Der iranische Außenminister Mohammed Dschawad Sarif vertrat nach Angaben des Senders Press TV in einem Telefongespräch mit seiner italienischen Amtskollegin Emma Bonino ebenfalls die Meinung, Rebellen hätten in Syrien Giftgas eingesetzt. Er sagte, die syrische Regierung "hat uns versichert, dass sie nie solche unmenschlichen Waffen eingesetzt hat". Die Führung in Damaskus sei bereit, den UN-Experten Zugang zu den betroffenen Gebieten zu gewähren. Dies hatte Al-Soabi allerdings kurz zuvor noch kategorisch ausgeschlossen.
Unterdessen gingen die Kämpfe in den Gebieten weiter, die nach Angaben von Regimegegnern am vergangenen Mittwoch von Assads Armee mit Giftgas bombardiert worden waren. Die Organisation Syrischer Menschenrechtsbeobachter meldete, am Ortseingang von Duma seien Boden-Boden-Raketen eingeschlagen.
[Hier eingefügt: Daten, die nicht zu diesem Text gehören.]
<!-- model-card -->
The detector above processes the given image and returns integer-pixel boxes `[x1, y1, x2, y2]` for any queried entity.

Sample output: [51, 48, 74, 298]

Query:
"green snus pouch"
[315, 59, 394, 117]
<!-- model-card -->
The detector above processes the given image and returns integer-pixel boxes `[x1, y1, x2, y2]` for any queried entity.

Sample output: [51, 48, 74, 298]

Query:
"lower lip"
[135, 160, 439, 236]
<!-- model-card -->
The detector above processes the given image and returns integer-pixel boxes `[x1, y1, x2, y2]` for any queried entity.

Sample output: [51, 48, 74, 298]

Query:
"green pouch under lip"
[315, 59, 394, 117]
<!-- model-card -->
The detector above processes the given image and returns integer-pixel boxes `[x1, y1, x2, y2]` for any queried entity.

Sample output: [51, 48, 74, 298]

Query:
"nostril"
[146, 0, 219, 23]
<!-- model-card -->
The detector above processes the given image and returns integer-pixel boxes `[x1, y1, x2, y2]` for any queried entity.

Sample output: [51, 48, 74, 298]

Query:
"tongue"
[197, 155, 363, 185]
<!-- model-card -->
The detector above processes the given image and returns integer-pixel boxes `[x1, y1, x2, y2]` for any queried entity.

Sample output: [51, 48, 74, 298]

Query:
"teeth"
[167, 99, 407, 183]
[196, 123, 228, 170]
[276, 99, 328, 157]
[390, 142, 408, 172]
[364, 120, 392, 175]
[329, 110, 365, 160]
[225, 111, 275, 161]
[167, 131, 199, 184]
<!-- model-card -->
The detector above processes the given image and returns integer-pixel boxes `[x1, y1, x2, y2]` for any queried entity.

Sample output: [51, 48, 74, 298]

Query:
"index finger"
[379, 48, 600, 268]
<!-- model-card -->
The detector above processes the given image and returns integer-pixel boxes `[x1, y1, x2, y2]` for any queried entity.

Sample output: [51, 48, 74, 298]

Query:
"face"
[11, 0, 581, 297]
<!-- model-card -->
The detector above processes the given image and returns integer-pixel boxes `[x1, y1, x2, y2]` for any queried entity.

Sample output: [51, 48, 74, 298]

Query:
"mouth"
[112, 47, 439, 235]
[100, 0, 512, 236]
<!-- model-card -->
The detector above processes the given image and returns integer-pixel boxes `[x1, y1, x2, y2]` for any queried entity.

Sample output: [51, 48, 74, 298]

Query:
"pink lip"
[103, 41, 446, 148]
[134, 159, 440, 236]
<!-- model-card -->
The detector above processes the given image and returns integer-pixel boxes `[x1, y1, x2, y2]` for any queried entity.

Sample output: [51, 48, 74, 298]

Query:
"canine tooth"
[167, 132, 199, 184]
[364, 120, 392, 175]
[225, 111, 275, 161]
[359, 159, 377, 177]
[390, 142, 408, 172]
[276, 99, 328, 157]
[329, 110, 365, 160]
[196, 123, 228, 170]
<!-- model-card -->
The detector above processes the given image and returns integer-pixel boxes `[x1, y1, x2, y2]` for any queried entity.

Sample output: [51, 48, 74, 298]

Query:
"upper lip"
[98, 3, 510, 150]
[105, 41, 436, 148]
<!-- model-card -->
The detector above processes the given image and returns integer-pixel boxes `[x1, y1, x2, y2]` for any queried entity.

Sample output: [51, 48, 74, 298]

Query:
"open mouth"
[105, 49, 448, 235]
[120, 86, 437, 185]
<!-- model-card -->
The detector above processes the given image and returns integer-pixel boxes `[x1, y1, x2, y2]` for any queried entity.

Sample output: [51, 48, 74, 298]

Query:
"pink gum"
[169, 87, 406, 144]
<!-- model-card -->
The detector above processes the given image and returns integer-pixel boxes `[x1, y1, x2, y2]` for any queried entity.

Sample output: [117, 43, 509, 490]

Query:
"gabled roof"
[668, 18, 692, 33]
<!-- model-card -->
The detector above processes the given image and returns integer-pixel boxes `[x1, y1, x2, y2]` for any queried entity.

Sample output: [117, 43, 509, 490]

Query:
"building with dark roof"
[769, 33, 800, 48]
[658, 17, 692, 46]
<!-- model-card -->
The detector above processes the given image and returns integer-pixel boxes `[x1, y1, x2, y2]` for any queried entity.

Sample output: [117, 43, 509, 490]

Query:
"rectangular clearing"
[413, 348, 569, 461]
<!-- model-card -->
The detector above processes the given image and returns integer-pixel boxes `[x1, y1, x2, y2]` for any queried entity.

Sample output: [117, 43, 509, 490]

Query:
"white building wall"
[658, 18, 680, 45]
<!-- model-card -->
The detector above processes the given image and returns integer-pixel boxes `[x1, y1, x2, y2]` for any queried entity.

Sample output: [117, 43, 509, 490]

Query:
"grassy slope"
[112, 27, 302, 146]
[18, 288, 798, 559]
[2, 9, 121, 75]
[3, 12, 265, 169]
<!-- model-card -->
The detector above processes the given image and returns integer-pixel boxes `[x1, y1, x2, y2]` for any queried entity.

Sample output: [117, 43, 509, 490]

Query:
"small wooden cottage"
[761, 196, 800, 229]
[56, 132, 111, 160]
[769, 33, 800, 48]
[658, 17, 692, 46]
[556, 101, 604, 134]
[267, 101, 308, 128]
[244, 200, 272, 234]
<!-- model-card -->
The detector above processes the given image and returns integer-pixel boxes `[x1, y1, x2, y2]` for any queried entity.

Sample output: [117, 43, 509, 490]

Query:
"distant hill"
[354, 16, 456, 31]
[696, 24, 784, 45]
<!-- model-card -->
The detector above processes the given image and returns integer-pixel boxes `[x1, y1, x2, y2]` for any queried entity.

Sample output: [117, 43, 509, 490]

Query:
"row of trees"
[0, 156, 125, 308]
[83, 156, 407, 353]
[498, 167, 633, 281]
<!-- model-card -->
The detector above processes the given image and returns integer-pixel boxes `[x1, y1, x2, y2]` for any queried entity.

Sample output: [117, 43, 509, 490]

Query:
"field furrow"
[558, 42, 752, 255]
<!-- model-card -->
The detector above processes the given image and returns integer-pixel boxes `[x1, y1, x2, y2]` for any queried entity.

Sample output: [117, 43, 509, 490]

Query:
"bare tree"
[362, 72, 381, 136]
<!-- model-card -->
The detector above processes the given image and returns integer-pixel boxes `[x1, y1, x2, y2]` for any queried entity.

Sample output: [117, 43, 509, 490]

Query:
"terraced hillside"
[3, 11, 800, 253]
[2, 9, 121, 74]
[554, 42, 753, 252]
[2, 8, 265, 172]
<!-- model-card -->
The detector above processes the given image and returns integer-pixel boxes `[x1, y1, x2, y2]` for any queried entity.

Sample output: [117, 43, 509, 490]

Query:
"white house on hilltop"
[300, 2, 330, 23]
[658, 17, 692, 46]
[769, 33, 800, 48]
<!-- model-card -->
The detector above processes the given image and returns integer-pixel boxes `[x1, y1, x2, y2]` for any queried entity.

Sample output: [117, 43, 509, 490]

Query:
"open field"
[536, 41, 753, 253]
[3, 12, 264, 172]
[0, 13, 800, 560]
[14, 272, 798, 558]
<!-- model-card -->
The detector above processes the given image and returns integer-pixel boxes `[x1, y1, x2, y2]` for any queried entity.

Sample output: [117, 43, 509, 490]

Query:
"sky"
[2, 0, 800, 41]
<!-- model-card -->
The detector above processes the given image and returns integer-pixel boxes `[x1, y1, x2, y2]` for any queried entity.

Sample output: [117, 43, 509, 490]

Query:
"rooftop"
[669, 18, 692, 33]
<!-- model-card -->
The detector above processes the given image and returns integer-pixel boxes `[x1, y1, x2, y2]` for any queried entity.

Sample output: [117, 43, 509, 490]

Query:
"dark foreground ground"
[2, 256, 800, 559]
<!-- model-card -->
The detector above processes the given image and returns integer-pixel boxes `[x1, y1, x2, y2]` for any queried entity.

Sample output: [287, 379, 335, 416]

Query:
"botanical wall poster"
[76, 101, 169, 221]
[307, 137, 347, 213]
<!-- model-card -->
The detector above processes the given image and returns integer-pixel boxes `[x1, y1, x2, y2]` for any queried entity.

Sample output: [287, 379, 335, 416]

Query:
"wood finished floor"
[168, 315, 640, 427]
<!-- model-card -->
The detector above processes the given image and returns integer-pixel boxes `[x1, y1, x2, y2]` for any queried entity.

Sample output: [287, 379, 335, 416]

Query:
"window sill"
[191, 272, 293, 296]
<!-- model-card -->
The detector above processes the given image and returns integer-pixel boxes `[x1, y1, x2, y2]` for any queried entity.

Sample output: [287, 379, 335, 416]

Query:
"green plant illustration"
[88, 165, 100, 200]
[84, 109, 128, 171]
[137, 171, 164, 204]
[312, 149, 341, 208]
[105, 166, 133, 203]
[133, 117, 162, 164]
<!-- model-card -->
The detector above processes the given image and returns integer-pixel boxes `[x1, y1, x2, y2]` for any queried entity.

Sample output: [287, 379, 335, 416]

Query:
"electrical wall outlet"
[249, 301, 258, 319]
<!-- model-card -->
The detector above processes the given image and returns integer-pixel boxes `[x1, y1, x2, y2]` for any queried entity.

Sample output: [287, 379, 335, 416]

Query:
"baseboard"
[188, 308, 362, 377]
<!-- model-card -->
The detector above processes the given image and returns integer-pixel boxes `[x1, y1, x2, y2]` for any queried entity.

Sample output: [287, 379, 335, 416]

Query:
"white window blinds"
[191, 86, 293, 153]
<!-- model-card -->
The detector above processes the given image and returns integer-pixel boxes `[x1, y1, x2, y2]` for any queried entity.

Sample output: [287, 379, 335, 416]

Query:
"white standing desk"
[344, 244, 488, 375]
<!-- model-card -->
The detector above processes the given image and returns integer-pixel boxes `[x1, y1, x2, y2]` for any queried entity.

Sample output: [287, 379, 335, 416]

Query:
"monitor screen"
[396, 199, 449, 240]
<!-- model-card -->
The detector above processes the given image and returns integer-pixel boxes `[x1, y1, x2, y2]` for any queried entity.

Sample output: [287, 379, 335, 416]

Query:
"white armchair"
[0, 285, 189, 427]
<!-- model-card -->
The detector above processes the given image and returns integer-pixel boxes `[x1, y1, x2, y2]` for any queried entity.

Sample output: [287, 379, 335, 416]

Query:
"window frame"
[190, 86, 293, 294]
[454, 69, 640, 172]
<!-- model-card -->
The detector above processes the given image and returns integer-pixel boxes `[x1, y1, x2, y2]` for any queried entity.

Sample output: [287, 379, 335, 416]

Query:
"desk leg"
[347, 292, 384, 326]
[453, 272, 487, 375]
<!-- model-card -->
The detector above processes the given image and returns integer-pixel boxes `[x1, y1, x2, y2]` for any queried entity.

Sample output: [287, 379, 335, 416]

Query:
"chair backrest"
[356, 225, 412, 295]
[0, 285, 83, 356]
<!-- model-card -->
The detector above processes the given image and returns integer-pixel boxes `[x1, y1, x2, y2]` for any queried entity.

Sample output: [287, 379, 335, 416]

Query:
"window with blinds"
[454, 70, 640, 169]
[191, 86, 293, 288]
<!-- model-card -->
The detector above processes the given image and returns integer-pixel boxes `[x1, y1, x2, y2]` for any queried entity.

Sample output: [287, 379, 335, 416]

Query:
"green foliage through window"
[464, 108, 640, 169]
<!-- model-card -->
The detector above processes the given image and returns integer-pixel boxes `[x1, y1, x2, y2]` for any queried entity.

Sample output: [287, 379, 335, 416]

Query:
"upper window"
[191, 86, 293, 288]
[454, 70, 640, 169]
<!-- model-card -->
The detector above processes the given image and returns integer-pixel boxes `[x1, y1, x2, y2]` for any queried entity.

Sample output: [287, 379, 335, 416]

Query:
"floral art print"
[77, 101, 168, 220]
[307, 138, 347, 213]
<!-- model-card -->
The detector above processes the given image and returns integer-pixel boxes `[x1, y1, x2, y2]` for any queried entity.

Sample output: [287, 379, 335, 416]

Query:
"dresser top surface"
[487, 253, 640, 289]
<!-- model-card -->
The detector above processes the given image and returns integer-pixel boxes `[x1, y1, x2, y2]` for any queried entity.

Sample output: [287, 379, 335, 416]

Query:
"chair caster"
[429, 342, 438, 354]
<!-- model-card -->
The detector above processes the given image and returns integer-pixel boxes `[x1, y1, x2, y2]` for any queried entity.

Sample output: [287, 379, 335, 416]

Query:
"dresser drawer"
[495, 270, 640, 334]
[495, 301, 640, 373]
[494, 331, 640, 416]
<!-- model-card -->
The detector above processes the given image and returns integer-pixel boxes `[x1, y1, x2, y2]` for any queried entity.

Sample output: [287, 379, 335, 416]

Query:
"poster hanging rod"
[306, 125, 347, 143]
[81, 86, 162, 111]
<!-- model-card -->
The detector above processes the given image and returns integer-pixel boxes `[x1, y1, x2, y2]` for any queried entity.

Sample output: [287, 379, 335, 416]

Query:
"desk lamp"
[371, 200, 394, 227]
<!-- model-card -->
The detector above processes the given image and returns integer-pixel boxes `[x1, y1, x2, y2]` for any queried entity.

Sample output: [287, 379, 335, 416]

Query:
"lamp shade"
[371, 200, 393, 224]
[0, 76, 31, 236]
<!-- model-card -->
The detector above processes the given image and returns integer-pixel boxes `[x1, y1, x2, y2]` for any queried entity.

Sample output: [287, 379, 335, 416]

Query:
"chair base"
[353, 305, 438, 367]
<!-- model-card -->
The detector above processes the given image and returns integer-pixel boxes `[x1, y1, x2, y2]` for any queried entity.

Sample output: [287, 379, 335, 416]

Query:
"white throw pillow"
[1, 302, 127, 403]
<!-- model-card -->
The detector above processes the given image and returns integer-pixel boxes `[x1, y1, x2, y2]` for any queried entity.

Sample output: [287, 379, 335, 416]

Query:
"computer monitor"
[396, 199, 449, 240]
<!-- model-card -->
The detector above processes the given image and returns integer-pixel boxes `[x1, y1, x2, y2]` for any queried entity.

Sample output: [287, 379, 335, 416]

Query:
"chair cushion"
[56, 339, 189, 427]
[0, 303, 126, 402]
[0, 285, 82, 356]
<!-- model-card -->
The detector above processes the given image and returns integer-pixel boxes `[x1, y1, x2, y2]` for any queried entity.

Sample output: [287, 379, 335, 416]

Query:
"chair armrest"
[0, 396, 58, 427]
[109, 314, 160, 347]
Giftgas-Inspekteure schon am Montag im Osten von Damaskus
Die Chemiewaffeninspekteure der Vereinten Nationen sollen nach UN-Angaben schon am Montag mit der Untersuchung des angeblichen Giftgasangriffes östlich von Damaskus beginnen. UN-Generalsekretär Ban Ki Moon habe den Leiter der Gruppe, den schwedischen Professor Åke Sellström, angewiesen, dem Vorfall höchste Priorität zu geben, hieß es am Sonntag aus dem UN-Hauptquartier in New York. Bei dem Angriff am Mittwoch sollen nach Behauptung der Rebellen mehr als 1000 Menschen ums Leben gekommen sein.
Ban bestätigte noch einmal, dass die syrische Regierung die "nötige Zusammenarbeit" zugesagt habe, einschließlich einer "Einstellung der Feindseligkeiten an der Stelle des Vorfalls". Die Zustimmung aus Damaskus kam überraschend, weil das Regime zuvor monatelang gemauert und den von ihm selbst angeforderten UN-Experten die Einreise verweigert hatte. Die Zustimmung gilt als Erfolg der deutschen UN-Spitzendiplomatin Angela Kane.